Tous ceux qui s’occupent du somnambulisme provoqué connaissent le curieux débat qu’il a fait naître entre l’école de la Salpêtrière et celle de Nancy. Les hypnotisés de l’une ne ressemblent pas aux hypnotisés de l’autre. Les hystériques de la Salpêtrière endormis par M. Charcot et ses élèves passent par trois états bien distincts et bien caractérisés, la léthargie, la catalepsie, le somnambulisme proprement dit, dont voici en peu de mots la description. Lorsque les manœuvres magnétiques, passes, fixation du regard ou d’un point brillant, serrement des pouces, etc., ont amené le sommeil du sujet, ses yeux se ferment, ses paupières sont animées de battements réguliers, ses muscles sont relâchés, et ses membres, devenus souples et inertes, obéissent à la seule action de la pesanteur soulevés, ils retombent d’eux-mêmes, comme ceux d’un cadavre. En outre, « l’hyperesthésie musculaire est tellement développée qu’il est possible de faire, par le simple contact, une exploration musculaire aussi délicate qu’on pourrait le faire au moyen de l’électrisation localisée[1] ». À cet état, on a donné le nom de léthargie.
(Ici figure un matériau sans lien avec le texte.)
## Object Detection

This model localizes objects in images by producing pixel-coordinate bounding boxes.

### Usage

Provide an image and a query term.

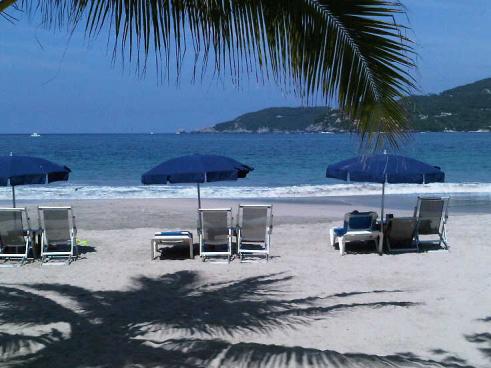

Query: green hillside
[202,78,491,133]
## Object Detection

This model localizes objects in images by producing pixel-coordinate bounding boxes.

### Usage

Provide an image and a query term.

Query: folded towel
[334,227,348,237]
[155,230,193,238]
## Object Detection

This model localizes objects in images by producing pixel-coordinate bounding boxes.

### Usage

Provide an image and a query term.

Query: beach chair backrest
[239,205,273,242]
[0,208,28,246]
[199,208,232,244]
[387,217,416,247]
[416,197,448,235]
[344,211,378,231]
[39,207,73,243]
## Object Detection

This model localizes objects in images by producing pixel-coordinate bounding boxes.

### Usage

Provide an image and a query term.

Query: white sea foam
[0,183,491,200]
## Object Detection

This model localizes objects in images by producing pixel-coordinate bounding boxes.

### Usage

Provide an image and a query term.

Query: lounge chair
[329,211,382,255]
[237,205,273,261]
[198,208,233,262]
[0,208,32,266]
[414,197,450,249]
[385,217,418,252]
[38,207,78,264]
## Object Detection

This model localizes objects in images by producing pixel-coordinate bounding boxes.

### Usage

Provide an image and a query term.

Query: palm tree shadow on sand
[0,271,474,367]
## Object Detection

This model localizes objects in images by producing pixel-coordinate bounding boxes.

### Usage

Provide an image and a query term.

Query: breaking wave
[0,183,491,200]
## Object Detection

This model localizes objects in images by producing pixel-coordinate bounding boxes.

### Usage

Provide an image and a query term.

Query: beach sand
[0,199,491,367]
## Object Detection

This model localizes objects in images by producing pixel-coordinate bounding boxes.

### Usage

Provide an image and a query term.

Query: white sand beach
[0,199,491,367]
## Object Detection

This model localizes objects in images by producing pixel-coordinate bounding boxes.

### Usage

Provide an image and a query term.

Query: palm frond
[5,0,415,146]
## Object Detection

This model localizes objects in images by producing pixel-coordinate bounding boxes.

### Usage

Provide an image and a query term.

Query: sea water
[0,132,491,200]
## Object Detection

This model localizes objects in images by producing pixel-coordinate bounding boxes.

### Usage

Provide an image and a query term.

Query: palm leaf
[0,0,414,145]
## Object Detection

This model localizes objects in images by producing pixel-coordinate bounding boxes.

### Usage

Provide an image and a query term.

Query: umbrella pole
[12,185,15,208]
[196,183,201,209]
[379,180,385,254]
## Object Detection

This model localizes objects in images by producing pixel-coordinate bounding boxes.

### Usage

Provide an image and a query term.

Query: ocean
[0,132,491,200]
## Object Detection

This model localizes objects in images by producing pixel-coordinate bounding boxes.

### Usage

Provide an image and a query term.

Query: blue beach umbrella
[141,154,254,208]
[326,152,445,237]
[0,153,71,207]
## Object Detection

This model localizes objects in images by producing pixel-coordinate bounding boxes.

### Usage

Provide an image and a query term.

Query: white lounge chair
[414,197,450,249]
[38,207,78,264]
[198,208,233,262]
[385,217,418,252]
[237,205,273,261]
[329,211,383,255]
[0,208,32,266]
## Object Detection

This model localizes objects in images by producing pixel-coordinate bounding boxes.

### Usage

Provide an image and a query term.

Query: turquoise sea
[0,132,491,200]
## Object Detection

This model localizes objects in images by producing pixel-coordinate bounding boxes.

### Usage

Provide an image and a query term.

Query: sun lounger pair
[386,197,450,252]
[0,207,77,265]
[330,197,449,255]
[198,205,273,262]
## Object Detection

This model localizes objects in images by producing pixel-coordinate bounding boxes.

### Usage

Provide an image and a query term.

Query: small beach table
[151,231,194,261]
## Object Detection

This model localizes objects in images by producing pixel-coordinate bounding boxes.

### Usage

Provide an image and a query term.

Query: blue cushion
[348,216,372,230]
[155,231,193,238]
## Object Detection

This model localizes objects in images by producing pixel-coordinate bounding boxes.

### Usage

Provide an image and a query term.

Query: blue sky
[0,0,491,133]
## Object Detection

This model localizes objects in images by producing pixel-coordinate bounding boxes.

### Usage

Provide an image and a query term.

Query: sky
[0,0,491,133]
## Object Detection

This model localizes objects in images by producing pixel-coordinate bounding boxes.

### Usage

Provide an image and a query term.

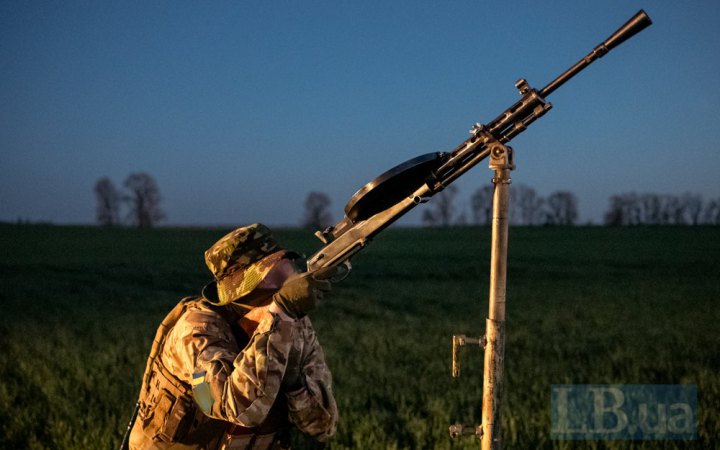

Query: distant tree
[605,192,642,226]
[638,193,662,225]
[124,172,165,228]
[422,185,458,227]
[546,191,578,225]
[470,185,494,225]
[703,198,720,225]
[95,177,121,227]
[680,192,703,225]
[303,191,332,230]
[510,184,545,225]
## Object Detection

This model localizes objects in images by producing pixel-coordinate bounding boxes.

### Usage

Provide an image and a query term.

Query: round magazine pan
[345,153,440,222]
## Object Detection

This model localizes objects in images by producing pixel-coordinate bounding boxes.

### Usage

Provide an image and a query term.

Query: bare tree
[303,191,332,230]
[681,192,703,225]
[547,191,578,225]
[422,185,458,227]
[639,193,662,225]
[470,185,494,225]
[95,177,120,227]
[703,198,720,225]
[605,192,640,226]
[125,172,165,228]
[510,184,545,225]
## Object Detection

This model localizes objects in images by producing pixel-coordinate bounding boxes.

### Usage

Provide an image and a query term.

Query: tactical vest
[137,297,289,449]
[137,297,225,445]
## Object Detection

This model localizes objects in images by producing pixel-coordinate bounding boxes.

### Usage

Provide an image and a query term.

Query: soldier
[129,224,338,450]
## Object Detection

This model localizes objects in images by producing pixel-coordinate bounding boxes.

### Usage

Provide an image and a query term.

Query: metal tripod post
[480,142,515,450]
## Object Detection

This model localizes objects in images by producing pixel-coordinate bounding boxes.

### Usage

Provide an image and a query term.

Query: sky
[0,0,720,226]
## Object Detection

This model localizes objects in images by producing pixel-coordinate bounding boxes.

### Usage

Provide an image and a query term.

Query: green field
[0,225,720,449]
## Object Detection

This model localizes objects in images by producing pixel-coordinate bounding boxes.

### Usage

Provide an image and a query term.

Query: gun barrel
[539,9,652,98]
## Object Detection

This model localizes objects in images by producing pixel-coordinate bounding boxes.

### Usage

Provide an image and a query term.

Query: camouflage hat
[204,223,286,305]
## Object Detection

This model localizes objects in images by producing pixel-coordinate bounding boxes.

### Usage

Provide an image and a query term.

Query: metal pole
[480,143,514,450]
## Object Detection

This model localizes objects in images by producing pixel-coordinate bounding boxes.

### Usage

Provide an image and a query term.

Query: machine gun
[308,10,652,274]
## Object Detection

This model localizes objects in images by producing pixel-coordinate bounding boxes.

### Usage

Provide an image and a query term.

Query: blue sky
[0,0,720,225]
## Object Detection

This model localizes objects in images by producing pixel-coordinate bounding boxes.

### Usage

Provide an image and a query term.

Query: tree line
[605,192,720,226]
[301,184,720,230]
[95,172,165,228]
[422,184,578,227]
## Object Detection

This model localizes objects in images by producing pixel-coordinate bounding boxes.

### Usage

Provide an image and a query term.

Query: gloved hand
[273,268,336,319]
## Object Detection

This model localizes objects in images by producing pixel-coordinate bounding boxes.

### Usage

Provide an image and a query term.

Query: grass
[0,225,720,449]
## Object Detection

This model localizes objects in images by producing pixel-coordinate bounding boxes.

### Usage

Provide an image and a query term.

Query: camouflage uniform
[130,225,337,450]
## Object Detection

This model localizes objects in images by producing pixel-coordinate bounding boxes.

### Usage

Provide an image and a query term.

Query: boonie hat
[203,223,288,305]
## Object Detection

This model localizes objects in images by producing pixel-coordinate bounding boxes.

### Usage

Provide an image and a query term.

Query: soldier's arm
[174,312,298,427]
[285,317,338,441]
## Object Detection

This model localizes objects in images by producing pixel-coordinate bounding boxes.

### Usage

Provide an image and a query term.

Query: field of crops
[0,225,720,449]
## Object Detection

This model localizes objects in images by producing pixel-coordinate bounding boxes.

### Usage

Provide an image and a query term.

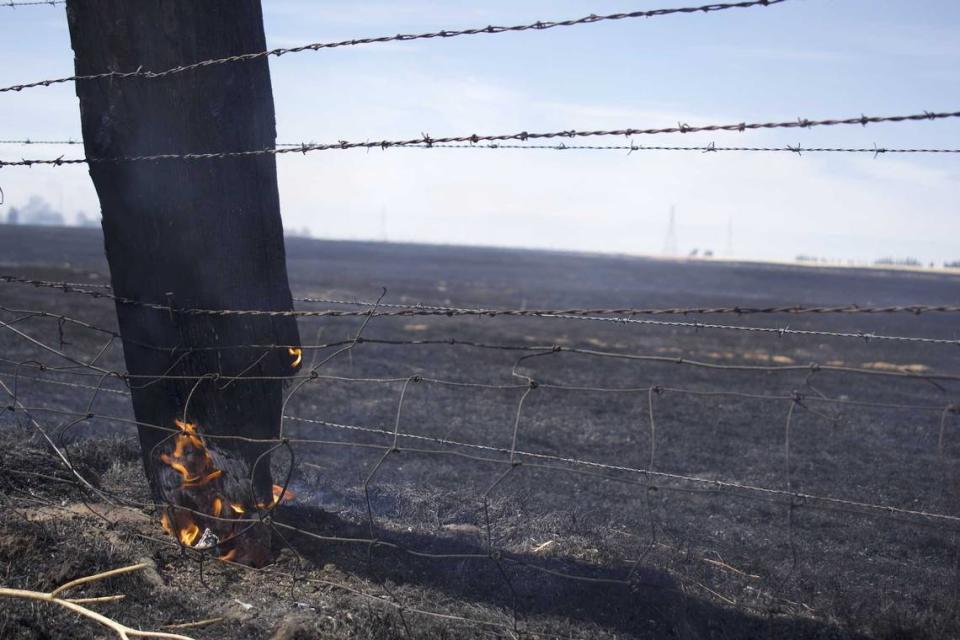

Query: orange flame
[160,511,173,535]
[179,522,200,547]
[287,347,303,369]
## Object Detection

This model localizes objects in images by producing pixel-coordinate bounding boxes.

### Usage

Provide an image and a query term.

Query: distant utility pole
[663,205,677,256]
[67,0,300,565]
[724,216,733,258]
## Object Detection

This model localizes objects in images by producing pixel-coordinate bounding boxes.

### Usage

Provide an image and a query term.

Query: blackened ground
[0,222,960,638]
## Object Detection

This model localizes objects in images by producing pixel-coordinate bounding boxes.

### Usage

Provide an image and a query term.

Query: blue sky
[0,0,960,262]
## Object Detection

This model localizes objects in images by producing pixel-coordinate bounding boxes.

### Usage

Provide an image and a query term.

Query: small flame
[271,484,297,506]
[160,511,173,535]
[287,347,303,369]
[180,522,200,547]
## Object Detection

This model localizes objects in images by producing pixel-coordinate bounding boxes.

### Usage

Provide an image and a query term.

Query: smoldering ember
[0,0,960,640]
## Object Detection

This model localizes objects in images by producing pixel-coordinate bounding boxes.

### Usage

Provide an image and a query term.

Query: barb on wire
[0,111,960,167]
[0,0,786,93]
[7,138,960,156]
[0,275,960,346]
[9,274,960,318]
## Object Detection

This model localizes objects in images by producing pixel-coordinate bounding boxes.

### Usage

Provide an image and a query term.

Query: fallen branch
[0,562,193,640]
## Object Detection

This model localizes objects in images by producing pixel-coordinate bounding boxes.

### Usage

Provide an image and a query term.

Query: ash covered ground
[0,227,960,639]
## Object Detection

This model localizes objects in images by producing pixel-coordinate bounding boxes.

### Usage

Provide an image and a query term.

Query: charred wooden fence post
[67,0,299,565]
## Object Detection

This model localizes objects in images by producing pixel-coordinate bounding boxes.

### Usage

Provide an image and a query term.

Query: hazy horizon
[0,0,960,264]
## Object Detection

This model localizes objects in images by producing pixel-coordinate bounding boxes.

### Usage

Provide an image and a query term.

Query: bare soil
[0,227,960,639]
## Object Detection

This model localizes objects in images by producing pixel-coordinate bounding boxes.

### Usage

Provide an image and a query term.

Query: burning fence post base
[158,420,294,567]
[0,563,193,640]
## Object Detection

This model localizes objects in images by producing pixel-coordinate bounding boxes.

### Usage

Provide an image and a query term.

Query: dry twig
[0,563,193,640]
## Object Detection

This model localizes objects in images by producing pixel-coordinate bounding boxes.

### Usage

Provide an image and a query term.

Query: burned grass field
[0,227,960,638]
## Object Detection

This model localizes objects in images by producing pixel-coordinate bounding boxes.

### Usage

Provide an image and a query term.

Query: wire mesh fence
[0,258,960,633]
[0,0,960,637]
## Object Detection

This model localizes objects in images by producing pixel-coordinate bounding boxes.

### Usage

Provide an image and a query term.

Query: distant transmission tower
[663,205,677,256]
[725,216,733,258]
[380,206,387,242]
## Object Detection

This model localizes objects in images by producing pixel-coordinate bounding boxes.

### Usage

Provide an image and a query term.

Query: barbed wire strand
[0,138,960,156]
[0,0,786,93]
[0,276,960,346]
[0,298,960,629]
[0,111,960,168]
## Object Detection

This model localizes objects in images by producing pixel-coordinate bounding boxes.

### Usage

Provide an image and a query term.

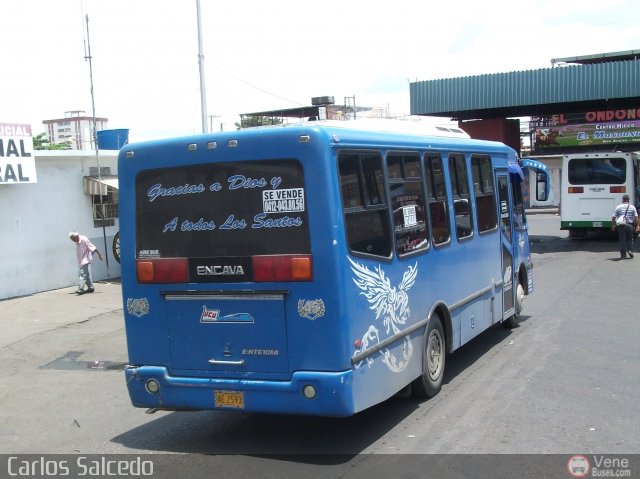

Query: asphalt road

Pour faire tomber le sujet dans la catalepsie, il suffit de lui ouvrir les yeux. Il existe des procédés qui la suscitent directement et du premier coup, mais nous n’avons pas besoin d’en parler. Ce qui définit la catalepsie, c’est la singulière propriété des membres de conserver la position qu’on leur donne. Le sujet catalepsié est un véritable mannequin, mais un mannequin intelligent, dont les poses se conforment non seulement aux lois de l’équilibre, mais encore à celles de la passion, tout en étant susceptibles de se conserver pendant un temps indéfini. La personne en expérience n’accuse

  1. Iconographie de la Salpêtrière, t.  III, p. 171.